How to Know When Your Project is Headed for Disaster

Don't you just hate it when good jobs turn bad?

You get the job at a good price. You keep an eye on your weekly job costs. Everything seems to be on course for a profitable conclusion...and then it all falls apart at the end.

Jobs rarely turn bad at the end. They start going south much earlier than that. You just don't notice they've gone south until your budget runs out.

Most projects deteriorate so slowly, nothing grabs your attention. Nothing screams "We've got a problem here!"

As you've discovered, once the end is in sight, it is too late to save a job from impending doom.

As substantial completion nears, your crews begin falling all over themselves to finish on time. Errors mount. Your punch list taunts and haunts you. Your labor costs skyrocket, blowing right through your budget.

Wouldn't you like to have an early warning system that tells you when to take corrective action now, before it's too late? With a little effort you can build yourself just such a system.

Severe storm warning systems rely on doppler radar. Your system is going to rely on man-hours and construction materials. Instead of seeing blips and clouds on a screen, you are going to see tables and graphs.

Here's how to build your very own early warning system.

Step 1
Identify the one to three primary materials that best reflect the nature of your work. For example: square feet of concrete slabs for concrete flat work contractors.

Step 2
Determine the average amount of work per man-hour (material quantity per man-hour) that the job was budgeted for.

Step 3
Create a table that shows:

  • Man-hours used-to-date,
  • Material quantity installed-to-date,
  • Average material quantity per man-hour used-to-date,
  • Total material quantity budgeted,
  • Percent of material installed,
  • Projected man-hours needed to complete the job at current pace,
  • Man-hours budgeted, and
  • Variance from budgeted and projected man-hours.

Step 4
Modify your time sheets to track the amount of material installed each day to collect the needed data.

Step 5

Each week, print a graph that shows the budgeted quantity per man-hour for the job, each week's performance, and the running average to date.

(Send me an e-mail if you would like to see an example.)

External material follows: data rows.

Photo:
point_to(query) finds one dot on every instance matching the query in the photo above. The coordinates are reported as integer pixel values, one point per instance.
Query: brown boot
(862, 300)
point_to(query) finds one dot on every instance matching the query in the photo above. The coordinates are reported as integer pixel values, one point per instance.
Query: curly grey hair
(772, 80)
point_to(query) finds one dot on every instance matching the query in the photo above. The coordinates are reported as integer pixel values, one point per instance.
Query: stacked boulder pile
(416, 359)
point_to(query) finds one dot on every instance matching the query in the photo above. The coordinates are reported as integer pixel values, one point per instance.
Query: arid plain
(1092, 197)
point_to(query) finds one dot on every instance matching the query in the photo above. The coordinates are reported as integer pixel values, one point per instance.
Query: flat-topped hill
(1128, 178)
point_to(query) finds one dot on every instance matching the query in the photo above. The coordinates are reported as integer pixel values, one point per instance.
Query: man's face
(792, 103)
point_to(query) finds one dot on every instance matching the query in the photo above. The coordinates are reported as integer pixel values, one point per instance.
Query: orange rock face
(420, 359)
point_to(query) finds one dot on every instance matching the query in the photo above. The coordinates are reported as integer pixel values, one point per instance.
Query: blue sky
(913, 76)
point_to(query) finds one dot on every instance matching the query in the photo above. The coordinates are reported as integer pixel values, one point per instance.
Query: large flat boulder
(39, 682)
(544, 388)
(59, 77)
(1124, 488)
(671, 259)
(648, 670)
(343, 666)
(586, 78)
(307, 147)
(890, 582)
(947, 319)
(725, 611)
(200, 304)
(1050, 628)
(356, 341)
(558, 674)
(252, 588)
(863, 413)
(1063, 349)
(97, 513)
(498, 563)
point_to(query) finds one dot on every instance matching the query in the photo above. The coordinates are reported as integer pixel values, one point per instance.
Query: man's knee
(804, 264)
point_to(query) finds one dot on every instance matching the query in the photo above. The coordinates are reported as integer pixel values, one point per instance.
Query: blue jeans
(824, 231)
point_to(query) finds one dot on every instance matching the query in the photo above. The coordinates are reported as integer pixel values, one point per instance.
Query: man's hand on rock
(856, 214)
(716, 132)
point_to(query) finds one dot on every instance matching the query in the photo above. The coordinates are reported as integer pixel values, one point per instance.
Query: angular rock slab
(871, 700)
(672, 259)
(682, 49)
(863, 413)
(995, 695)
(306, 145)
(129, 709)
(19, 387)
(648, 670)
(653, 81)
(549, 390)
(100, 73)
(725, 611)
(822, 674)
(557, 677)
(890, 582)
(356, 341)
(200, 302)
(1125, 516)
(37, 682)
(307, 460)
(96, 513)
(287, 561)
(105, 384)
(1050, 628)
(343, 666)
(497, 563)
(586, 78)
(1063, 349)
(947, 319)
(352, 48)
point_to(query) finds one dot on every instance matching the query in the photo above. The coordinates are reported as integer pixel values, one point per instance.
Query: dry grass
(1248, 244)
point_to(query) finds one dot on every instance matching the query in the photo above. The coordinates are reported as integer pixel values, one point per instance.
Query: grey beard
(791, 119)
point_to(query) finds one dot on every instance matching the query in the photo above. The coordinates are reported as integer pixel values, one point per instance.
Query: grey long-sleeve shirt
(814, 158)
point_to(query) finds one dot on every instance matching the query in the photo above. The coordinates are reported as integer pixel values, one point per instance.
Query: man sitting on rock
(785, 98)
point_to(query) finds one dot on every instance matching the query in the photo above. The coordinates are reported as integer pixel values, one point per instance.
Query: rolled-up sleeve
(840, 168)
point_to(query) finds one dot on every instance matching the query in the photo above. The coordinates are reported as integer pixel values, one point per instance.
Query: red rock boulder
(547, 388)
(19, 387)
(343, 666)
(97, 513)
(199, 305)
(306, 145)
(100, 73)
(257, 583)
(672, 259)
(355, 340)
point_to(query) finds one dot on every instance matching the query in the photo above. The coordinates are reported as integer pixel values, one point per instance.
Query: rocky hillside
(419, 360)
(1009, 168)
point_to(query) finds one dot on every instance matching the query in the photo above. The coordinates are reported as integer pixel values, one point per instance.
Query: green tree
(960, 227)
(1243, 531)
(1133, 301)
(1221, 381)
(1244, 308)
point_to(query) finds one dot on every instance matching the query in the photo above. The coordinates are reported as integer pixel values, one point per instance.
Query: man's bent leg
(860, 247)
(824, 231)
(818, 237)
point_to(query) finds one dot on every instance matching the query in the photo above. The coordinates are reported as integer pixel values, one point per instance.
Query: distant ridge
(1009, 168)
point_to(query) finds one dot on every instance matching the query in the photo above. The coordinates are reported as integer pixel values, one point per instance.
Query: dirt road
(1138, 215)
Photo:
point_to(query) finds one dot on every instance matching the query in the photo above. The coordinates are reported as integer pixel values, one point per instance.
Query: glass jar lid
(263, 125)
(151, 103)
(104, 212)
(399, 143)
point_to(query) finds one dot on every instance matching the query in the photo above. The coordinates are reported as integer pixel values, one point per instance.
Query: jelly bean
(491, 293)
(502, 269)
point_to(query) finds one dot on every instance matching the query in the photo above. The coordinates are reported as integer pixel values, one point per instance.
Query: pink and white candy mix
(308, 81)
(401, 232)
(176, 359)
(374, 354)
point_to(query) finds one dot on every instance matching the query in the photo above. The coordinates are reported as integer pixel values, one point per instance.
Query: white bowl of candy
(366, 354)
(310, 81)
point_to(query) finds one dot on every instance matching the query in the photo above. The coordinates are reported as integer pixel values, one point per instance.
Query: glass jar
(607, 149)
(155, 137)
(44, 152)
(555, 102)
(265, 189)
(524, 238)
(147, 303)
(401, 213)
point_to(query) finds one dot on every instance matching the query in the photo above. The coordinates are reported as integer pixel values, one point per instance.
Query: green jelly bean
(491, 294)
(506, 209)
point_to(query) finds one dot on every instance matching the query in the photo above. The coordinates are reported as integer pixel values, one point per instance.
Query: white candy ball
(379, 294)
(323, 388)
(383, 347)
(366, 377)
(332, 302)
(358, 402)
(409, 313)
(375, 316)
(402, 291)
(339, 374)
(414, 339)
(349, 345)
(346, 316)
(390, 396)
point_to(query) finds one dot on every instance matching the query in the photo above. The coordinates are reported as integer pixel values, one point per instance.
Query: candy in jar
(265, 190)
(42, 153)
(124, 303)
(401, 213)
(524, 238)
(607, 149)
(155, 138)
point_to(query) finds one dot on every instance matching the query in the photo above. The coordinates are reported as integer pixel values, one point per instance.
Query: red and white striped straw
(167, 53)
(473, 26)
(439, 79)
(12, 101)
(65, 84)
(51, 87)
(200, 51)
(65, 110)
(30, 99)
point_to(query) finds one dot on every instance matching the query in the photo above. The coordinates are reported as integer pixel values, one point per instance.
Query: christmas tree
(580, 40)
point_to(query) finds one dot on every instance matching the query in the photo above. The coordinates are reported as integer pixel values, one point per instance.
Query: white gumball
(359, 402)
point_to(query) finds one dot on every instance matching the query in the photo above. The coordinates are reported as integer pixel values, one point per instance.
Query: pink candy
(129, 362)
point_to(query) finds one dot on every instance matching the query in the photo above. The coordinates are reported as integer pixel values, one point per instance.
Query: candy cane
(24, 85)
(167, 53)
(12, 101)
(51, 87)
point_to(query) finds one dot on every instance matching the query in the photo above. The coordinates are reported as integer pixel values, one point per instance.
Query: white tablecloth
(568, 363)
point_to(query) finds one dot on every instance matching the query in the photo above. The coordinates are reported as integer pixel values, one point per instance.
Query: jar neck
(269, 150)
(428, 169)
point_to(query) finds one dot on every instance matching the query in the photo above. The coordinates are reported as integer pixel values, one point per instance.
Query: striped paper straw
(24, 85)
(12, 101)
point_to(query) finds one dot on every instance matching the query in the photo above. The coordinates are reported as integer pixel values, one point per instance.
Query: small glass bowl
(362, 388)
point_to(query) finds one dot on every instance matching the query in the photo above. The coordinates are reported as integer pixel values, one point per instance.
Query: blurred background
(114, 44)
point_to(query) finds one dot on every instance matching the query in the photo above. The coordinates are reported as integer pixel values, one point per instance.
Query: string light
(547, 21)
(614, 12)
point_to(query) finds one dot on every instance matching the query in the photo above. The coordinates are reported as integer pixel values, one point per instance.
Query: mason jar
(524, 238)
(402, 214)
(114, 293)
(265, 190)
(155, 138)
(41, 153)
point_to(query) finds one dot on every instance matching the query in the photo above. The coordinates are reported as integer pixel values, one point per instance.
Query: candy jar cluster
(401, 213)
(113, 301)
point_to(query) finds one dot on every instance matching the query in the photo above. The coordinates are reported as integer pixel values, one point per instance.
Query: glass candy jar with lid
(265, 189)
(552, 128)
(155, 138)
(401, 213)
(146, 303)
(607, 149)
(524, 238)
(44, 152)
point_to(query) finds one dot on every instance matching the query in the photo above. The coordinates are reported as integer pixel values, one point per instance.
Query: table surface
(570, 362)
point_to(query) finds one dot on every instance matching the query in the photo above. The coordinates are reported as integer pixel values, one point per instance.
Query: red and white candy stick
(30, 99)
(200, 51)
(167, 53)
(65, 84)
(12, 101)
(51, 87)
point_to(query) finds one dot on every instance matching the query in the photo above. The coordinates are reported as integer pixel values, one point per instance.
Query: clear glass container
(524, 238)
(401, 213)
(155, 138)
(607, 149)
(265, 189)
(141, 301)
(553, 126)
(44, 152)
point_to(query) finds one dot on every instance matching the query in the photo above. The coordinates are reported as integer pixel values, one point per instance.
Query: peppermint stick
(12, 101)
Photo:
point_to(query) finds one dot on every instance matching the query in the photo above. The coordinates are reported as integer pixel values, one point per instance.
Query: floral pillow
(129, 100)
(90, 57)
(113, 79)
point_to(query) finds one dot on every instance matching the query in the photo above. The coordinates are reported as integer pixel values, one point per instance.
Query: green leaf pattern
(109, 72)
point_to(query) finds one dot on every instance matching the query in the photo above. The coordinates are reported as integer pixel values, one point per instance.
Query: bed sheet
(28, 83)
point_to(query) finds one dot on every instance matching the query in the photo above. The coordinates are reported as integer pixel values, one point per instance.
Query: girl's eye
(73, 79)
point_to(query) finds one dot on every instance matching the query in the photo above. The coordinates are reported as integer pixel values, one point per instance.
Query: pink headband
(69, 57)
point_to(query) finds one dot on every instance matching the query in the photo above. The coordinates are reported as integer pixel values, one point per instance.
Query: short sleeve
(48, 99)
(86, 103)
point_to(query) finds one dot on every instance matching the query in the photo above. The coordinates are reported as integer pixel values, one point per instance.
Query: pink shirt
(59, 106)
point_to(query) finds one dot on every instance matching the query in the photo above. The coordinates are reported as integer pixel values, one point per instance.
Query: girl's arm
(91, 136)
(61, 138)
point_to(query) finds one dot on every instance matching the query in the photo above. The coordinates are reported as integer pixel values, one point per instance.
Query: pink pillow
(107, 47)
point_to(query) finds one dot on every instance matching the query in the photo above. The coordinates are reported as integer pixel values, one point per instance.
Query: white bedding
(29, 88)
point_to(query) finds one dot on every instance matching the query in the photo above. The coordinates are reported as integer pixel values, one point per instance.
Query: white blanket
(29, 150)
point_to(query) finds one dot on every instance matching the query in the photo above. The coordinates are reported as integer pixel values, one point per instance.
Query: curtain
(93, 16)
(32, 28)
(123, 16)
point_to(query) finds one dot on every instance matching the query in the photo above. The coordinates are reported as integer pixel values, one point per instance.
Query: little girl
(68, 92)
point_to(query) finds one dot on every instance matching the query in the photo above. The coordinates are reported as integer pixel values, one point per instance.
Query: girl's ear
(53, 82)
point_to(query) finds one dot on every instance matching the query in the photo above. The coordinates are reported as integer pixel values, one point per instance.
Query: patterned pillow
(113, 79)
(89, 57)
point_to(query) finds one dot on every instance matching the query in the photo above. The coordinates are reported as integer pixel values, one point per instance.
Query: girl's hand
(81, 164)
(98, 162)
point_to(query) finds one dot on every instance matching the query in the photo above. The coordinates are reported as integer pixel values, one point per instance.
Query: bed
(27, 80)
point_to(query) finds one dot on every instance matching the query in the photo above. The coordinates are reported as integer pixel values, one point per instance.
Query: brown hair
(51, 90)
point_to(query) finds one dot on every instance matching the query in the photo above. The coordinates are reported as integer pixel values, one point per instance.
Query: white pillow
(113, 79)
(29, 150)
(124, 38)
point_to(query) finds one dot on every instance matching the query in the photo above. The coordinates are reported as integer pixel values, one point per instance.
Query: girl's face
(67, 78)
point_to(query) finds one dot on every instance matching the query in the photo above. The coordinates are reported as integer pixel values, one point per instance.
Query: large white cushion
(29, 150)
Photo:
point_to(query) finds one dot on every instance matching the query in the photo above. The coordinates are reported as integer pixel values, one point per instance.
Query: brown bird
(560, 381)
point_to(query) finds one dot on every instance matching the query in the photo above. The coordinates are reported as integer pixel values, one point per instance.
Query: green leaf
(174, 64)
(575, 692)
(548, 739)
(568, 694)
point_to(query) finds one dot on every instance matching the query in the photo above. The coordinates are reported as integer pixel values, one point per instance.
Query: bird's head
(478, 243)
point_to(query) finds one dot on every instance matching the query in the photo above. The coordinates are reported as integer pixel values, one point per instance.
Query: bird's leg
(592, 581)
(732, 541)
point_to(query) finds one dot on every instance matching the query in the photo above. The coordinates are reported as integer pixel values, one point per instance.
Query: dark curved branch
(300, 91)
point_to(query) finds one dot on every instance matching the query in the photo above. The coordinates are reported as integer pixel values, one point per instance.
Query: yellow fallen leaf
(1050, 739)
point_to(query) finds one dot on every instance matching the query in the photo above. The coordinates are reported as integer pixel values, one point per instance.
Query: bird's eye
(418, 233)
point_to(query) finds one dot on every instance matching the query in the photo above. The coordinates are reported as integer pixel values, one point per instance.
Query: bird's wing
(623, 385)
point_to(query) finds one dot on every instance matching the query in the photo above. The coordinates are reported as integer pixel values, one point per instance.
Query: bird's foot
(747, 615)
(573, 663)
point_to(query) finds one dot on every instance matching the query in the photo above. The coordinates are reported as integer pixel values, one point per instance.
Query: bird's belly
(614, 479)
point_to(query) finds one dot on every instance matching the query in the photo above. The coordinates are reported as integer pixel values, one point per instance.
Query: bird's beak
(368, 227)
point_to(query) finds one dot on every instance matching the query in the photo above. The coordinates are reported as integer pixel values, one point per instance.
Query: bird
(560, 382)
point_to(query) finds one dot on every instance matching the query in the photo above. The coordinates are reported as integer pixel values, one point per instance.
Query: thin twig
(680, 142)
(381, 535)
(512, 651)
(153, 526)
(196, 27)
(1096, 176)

Keep a close eye on this labor productivity graph. If the weekly performance stays below the budgeted average, the job is going to come in considerably over budget.

It's that simple.

If your project is heading for a disastrous result, this type of graph will reveal that impending doom before the job is 20% done. No more waiting until 90% completion before discovering your labor costs are going to blow your budget.

You and your foreman will have plenty of time to create solutions to save the project. If you can't, somebody must have blown the bid or agreed to work for the wrong client.